Indeed, governments in APAC are following international calls by taking the lead in environmental sustainability. There are many opportunities in the broader APAC region for corporations and investors to integrate sustainability in their business practices and operations. Following the COP26, businesses must take action to offset their carbon footprint and shift their operations towards renewable energy sources.
Businesses should consider the following practices to drive a more sustainable world:
Invest in Renewable Energy
The technology sector is already the largest corporate contractor of renewable power purchase agreements (PPAs). Tech businesses are both consumers and enablers of renewable energy. In Asia, where renewable resources are scarce, businesses can ride on the Glasgow Financial Alliance for Net Zero to collaborate with the financial services sector to invest in battery storage systems for power-hungry data centres. This is a far more effective solution to cut emissions compared to purchasing carbon credits to compensate for excessive emissions.

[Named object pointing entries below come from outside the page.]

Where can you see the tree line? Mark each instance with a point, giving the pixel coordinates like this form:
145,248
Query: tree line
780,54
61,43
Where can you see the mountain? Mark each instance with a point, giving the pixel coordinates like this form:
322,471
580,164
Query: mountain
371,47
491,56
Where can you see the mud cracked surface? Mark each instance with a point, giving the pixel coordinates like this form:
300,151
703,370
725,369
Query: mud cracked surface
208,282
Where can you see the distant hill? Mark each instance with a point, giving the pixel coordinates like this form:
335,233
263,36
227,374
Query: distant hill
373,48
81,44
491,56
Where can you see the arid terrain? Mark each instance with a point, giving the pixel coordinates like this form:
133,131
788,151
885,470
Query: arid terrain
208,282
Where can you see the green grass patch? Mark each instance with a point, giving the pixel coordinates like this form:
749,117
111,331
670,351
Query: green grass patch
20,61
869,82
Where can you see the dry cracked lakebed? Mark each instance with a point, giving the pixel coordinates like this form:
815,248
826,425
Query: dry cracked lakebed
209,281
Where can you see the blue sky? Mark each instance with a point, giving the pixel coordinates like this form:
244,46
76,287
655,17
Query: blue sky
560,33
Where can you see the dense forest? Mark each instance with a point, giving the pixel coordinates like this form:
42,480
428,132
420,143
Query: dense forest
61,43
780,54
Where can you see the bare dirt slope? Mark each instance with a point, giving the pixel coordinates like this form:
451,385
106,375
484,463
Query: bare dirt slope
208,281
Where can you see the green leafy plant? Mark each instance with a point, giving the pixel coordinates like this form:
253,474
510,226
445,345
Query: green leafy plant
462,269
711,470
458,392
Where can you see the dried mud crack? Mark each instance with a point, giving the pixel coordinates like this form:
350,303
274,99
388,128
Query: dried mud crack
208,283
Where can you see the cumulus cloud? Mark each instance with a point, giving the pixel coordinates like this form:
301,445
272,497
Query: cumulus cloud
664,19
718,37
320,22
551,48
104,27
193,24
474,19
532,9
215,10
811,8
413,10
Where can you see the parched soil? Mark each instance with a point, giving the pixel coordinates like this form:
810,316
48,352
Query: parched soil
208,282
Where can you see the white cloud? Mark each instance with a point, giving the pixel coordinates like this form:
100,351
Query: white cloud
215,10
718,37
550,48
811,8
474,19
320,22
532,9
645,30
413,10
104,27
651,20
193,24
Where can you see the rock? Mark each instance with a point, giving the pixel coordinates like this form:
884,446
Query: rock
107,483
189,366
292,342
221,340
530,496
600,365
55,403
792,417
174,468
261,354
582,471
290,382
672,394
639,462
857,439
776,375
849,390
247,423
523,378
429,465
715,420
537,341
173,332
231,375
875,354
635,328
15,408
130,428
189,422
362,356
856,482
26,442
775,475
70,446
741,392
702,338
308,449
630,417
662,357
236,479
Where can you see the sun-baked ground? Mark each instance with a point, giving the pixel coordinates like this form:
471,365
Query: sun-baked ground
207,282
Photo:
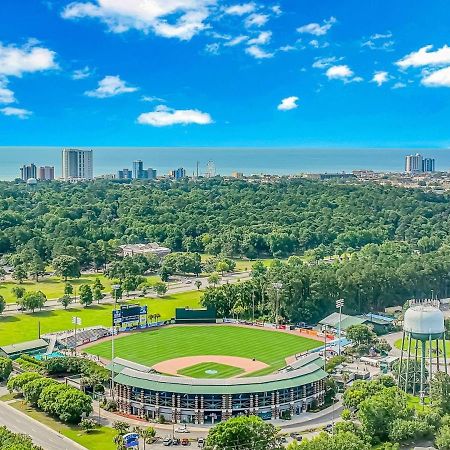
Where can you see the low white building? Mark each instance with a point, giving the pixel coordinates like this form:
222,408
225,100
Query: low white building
143,249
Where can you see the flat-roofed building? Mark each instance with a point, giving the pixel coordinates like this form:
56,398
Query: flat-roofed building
142,249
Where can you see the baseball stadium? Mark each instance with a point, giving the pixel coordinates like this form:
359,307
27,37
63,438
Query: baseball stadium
203,373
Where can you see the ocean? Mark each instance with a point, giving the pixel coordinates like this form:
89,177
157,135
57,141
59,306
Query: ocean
224,161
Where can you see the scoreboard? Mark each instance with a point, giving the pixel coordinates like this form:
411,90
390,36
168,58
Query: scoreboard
130,317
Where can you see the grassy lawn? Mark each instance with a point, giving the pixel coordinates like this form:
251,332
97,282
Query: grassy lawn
24,326
216,371
100,439
398,344
159,345
53,287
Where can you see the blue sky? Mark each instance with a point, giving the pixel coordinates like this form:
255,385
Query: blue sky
301,73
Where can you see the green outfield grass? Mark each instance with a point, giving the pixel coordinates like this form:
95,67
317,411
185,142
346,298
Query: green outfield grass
153,346
24,326
201,371
53,287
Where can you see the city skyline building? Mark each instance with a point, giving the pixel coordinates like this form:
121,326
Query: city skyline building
428,165
179,173
413,163
124,174
28,171
46,173
77,164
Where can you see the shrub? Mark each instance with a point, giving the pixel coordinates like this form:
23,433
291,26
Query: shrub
18,382
33,389
5,368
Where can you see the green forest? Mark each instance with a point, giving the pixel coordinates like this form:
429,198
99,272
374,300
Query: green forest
373,245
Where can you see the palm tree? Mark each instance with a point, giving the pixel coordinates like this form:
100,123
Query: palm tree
147,434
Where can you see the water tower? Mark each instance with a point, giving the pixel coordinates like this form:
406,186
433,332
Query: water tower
424,330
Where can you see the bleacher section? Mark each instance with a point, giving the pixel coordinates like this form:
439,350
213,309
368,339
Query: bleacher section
66,339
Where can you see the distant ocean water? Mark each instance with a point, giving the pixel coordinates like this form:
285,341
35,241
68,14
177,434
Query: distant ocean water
226,160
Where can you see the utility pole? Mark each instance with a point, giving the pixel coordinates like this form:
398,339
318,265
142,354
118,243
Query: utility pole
339,305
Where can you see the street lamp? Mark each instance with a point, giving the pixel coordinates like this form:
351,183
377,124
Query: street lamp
277,286
339,305
116,288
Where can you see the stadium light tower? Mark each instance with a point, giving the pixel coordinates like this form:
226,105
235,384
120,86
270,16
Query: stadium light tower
277,287
339,305
116,288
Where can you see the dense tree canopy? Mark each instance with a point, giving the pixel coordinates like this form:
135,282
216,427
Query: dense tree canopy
234,218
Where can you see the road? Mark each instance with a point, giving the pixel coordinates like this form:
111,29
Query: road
48,439
177,287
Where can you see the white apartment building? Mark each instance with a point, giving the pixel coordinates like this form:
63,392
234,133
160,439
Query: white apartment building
413,163
77,164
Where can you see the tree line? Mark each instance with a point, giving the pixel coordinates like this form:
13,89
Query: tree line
230,218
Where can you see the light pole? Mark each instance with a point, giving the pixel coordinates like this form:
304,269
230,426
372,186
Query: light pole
277,287
339,305
115,287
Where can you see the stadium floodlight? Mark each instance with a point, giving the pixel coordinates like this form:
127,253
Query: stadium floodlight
116,288
339,305
277,287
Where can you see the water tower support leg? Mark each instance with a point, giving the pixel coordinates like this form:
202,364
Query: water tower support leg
431,363
407,364
445,353
422,373
401,362
437,355
415,367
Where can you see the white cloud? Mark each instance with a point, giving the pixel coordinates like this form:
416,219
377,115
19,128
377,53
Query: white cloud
180,19
379,41
426,57
263,38
343,73
16,112
316,44
322,63
277,10
212,48
6,95
439,78
109,87
15,61
236,41
288,103
258,52
240,10
149,98
80,74
163,116
256,20
316,29
380,77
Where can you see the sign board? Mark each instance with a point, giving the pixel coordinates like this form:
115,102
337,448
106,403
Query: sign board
76,320
131,440
130,317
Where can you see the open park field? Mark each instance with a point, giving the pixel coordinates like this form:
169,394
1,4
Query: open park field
24,326
53,287
154,346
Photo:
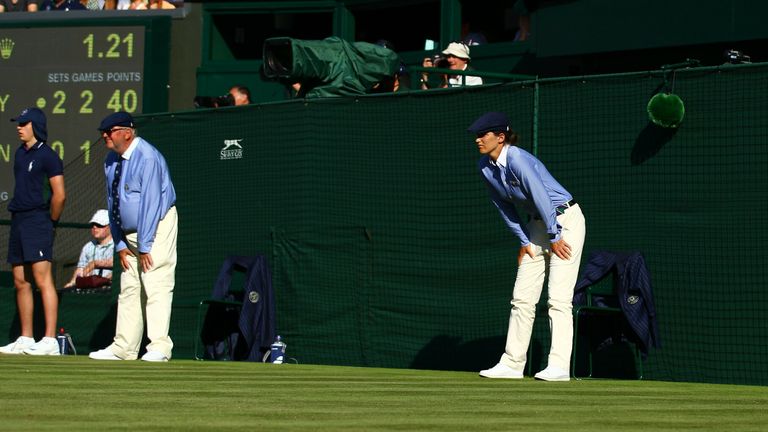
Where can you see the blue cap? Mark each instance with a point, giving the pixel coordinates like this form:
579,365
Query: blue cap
120,118
490,122
37,118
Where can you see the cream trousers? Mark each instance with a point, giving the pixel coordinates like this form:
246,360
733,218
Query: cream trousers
528,287
148,294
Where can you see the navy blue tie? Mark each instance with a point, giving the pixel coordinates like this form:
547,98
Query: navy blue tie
116,191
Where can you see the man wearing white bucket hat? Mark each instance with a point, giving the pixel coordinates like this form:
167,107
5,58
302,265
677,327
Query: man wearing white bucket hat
456,58
96,257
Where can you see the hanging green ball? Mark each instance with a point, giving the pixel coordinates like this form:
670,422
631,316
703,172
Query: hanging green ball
666,110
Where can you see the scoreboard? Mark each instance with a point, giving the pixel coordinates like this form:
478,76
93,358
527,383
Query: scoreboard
77,75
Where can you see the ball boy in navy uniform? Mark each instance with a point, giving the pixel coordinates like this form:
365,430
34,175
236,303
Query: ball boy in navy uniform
37,204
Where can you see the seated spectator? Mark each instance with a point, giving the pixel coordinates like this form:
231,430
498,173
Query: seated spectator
456,58
151,4
18,6
241,95
161,4
97,255
103,4
61,5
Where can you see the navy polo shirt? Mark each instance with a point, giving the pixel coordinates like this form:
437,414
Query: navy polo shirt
32,168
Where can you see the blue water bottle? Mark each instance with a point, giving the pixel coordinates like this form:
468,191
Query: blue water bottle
62,340
277,351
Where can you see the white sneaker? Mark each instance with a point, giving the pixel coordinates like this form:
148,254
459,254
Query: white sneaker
45,346
553,373
154,356
502,371
18,346
104,354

Innovate to Develop Technological tools for Verification and Certification in Global Carbon Markets
Some of the governments and businesses in APAC will continue to depend on carbon offsets in the long term. Following the COP26 agreement for a global carbon market, there will be high demand for mechanisms to verify carbon offset credits. Digital tools such as cloud-based data platforms will allow effective measurement and tracking of environmental and social impacts across value chains, hence avoiding the risk of double counting emission reductions.
Report Climate Risks in Business Operations
Climate change poses a financial risk for many businesses, including tech firms. Following the recommendations from the Task Force on Climate-related Financial Disclosures, there has been increasing investor demand for corporate disclosures on climate risks. Many jurisdictions have also adopted mandatory climate risk disclosures. Tech companies need to report extensively and transparently on their climate risks, targets, and goals. The incorporation of climate risk disclosure in the company’s Corporate Social Responsibility practices would ensure accountability and transparency of the climate risks in data centre operations.

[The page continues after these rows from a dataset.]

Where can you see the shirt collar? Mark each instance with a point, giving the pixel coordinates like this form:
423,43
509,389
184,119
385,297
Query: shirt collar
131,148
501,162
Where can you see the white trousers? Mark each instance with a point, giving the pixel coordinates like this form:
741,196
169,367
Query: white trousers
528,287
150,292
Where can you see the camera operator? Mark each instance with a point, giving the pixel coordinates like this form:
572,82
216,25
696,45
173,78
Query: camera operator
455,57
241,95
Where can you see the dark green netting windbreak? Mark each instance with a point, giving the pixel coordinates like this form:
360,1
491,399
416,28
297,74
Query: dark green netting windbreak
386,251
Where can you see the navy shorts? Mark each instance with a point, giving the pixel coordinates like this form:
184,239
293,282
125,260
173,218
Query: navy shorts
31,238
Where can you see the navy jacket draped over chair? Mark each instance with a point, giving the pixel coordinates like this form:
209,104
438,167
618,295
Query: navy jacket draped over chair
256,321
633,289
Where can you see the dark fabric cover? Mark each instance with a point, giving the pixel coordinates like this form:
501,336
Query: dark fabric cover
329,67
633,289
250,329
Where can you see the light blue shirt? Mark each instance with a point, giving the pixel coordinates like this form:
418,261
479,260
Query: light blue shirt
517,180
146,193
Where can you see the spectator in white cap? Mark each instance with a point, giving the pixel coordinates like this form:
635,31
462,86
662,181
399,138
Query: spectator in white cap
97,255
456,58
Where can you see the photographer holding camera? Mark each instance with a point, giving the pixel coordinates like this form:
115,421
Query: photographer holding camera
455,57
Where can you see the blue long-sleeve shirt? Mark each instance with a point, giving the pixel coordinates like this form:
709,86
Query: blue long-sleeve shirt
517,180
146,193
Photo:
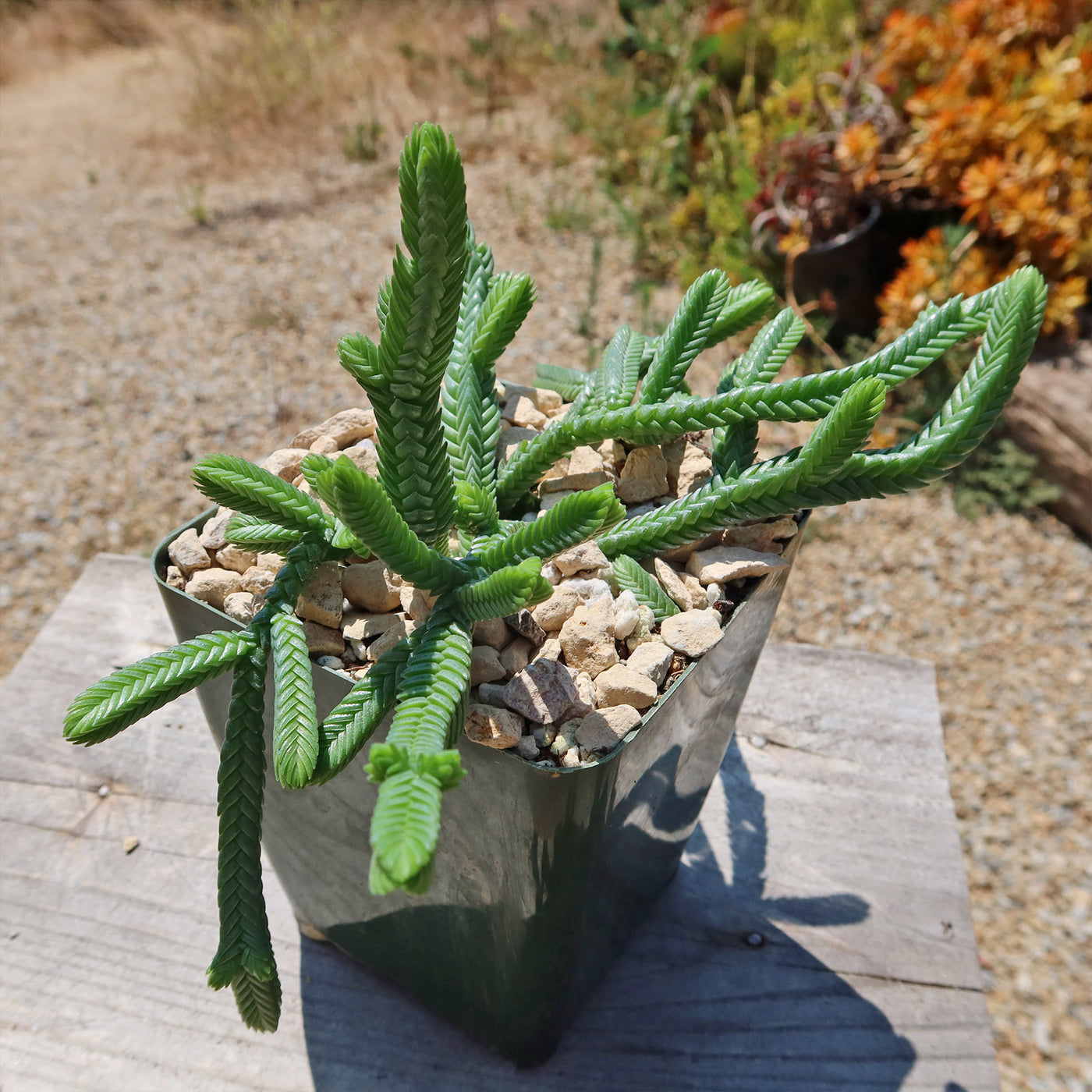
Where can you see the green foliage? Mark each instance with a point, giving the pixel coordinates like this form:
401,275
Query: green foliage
1001,475
644,587
445,317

Engage with Governments on Climate Issues
The continuous battle against climate change requires multilateral cooperation between governments, companies, and investors. To achieve the Paris Agreement goals, businesses can contribute new insights and first-hand experiences to help drive the effective implementation of sustainability efforts. Faced with the new pressures of climate change on business operations, many companies are developing innovative solutions for renewable generation, storage technologies and carbon decoupling solutions like electric vehicles (EVs). One key example is Tesla’s accelerated production of EVs to lead the sustainability charge in the automotive industry.